Wie verbringt man eine Zeit vor dem Marathon, wenn die Startzeit nicht wie gewohnt zwischen 9:00 und 11:00h ist, sondern erst am Ende des Tages um 20:30h? Wieviel Bewegung darf noch sein, wieviel Faulenzen macht träge? Was, wann und wieviel essen? Nochmal schlafen? Ich habe versucht, den Marathon-Tag so gewöhnlich zu gestalten, wie es halt ging. Am Morgen stand noch ein von Trainer Udo empfohlener lockerer Lauf an, um die Beine „frei zu machen“. Und dann haben wir uns Tromsø angeschaut und mal wieder bewundert, wie entspannt die Norweger sein können. Am Vorabend beim Abholen der Startnummer noch keinerlei Hinweis, dass 24 Stunden später die halbe Stadt vom Lauf betroffen sein würde. Es war weder Start- noch Zielbereich und keine Absperrungen zu sehen. Das wurde alles in Ruhe am Samstagmorgen aufgebaut. Dies zu beobachten ließ natürlich die übliche Anspannung vor einem Marathon in mir anwachsen.

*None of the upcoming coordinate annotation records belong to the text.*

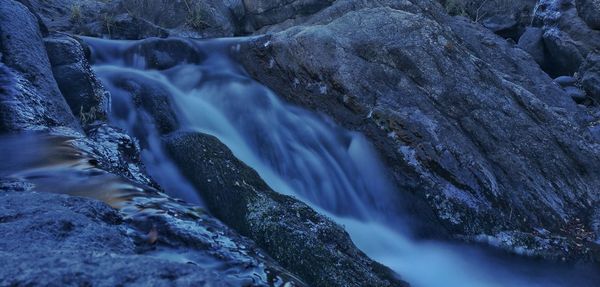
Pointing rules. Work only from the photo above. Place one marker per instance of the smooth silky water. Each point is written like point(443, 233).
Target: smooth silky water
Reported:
point(306, 155)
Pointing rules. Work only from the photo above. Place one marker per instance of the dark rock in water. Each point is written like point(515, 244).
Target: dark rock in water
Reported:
point(180, 18)
point(150, 96)
point(303, 241)
point(595, 131)
point(115, 152)
point(564, 16)
point(58, 240)
point(126, 26)
point(79, 86)
point(505, 18)
point(590, 76)
point(164, 54)
point(263, 13)
point(576, 94)
point(589, 10)
point(565, 81)
point(532, 42)
point(465, 121)
point(134, 19)
point(563, 53)
point(35, 100)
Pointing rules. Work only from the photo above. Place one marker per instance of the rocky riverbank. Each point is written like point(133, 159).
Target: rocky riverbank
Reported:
point(486, 117)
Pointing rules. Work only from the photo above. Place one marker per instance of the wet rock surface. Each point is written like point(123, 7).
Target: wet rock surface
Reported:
point(286, 228)
point(590, 76)
point(444, 119)
point(483, 145)
point(78, 84)
point(505, 18)
point(33, 99)
point(175, 242)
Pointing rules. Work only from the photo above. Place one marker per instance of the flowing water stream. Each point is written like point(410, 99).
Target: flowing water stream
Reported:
point(299, 153)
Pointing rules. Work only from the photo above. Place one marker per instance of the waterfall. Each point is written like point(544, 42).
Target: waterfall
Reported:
point(299, 153)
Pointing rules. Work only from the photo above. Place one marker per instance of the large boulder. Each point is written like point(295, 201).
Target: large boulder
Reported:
point(78, 84)
point(563, 53)
point(532, 41)
point(306, 243)
point(505, 18)
point(261, 13)
point(133, 19)
point(589, 10)
point(567, 37)
point(86, 242)
point(58, 240)
point(33, 99)
point(590, 76)
point(466, 122)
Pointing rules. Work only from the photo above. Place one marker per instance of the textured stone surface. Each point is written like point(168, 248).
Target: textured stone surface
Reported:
point(34, 100)
point(303, 241)
point(467, 122)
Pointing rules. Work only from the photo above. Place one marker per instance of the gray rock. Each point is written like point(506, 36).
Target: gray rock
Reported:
point(125, 26)
point(176, 243)
point(563, 53)
point(134, 19)
point(589, 10)
point(150, 97)
point(564, 16)
point(467, 123)
point(34, 100)
point(303, 241)
point(576, 94)
point(565, 81)
point(590, 76)
point(78, 84)
point(261, 13)
point(532, 42)
point(59, 240)
point(595, 131)
point(162, 54)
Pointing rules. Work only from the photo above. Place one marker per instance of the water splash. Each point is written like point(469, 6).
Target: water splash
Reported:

Tromsø trägt den Beinamen „Paris des Nordens“ und ist eine überaus attraktive Stadt. Trotz der Randlage und sommerlichen Temperaturen mit im Juli durchschnittlich 12 Grad herrscht eine unvergleichliche Lebendigkeit und Weltoffenheit, auch weil Bürger aus mehr als 100 Nationen in ihr leben, arbeiten und studieren. Wir haben am Samstag diese Stimmung auf uns wirken lassen, den wolkenlosen Himmel die die überdurchschnittliche Wärme voller Vorfreude auf die Mitternachtssonne genossen und zwischendurch in einem gemütlichen Café die Seele baumeln lassen. Am Nachmittag habe ich dann tatsächlich eine gute Stunde geschlafen! Und dann etwas gegessen und die üblichen Startvorbereitungen getroffen. Mit dem Stadtbus ging es zum Start, die Abgabe der Kleidersäcke erfolgte am Foyer des Theaters, hatte etwas - wie schon die Pasta Party. Wie schon erwähnt kamen die Läufer von allen Kontinenten und es war spannend, bei der Startaufstellung die unterschiedlich Trikots zu sehen und Sprachen zu hören. Und dann erfolgte endlich der Start zu „meinem“ Lauf.

Zu Beginn ging es mit einer Schleife durch die Innenstadt von Tromsø, in der an einem Samstagabend bei diesem Wetter natürlich beste Stimmung war. Mir wurde sofort klar, dass dies eine aufpeitschende Stimmung war und so ging ich gefühlt erst einmal wandern, war aber dennoch nach einem Kilometer viel zu schnell. Also noch langsamer weiter, wobei mir dabei zu Hilfe kam, dass es steil aufwärts ging auf die Brücke über den Tromsø-Sund. Beim Passieren der Eismehr-Kathedrale hatte ich ein Tempo gefunden, von dem ich mir vorstellen konnte, es weitere 3 ¾ Stunden voller Spaß zu laufen. Genuss sollte gerade bei diesem Marathon den absoluten Vorrang haben vor Tempo und Platzierung. Am östlichen Fjord ging es knapp 10 km aus Tromsø heraus, aber immer an Häusern entlang, in deren Vorgärten Menschen saßen, meist grillend, und uns Läufer anfeuerten. Nach einer Wende ging es auf der gleichen Straße zurück, wieder die Brücke steil auf- und abwärts und dann war die Hälfte schon geschafft und wieder ging es motivierend durch die Innenstadt mit der tollen Stimmung.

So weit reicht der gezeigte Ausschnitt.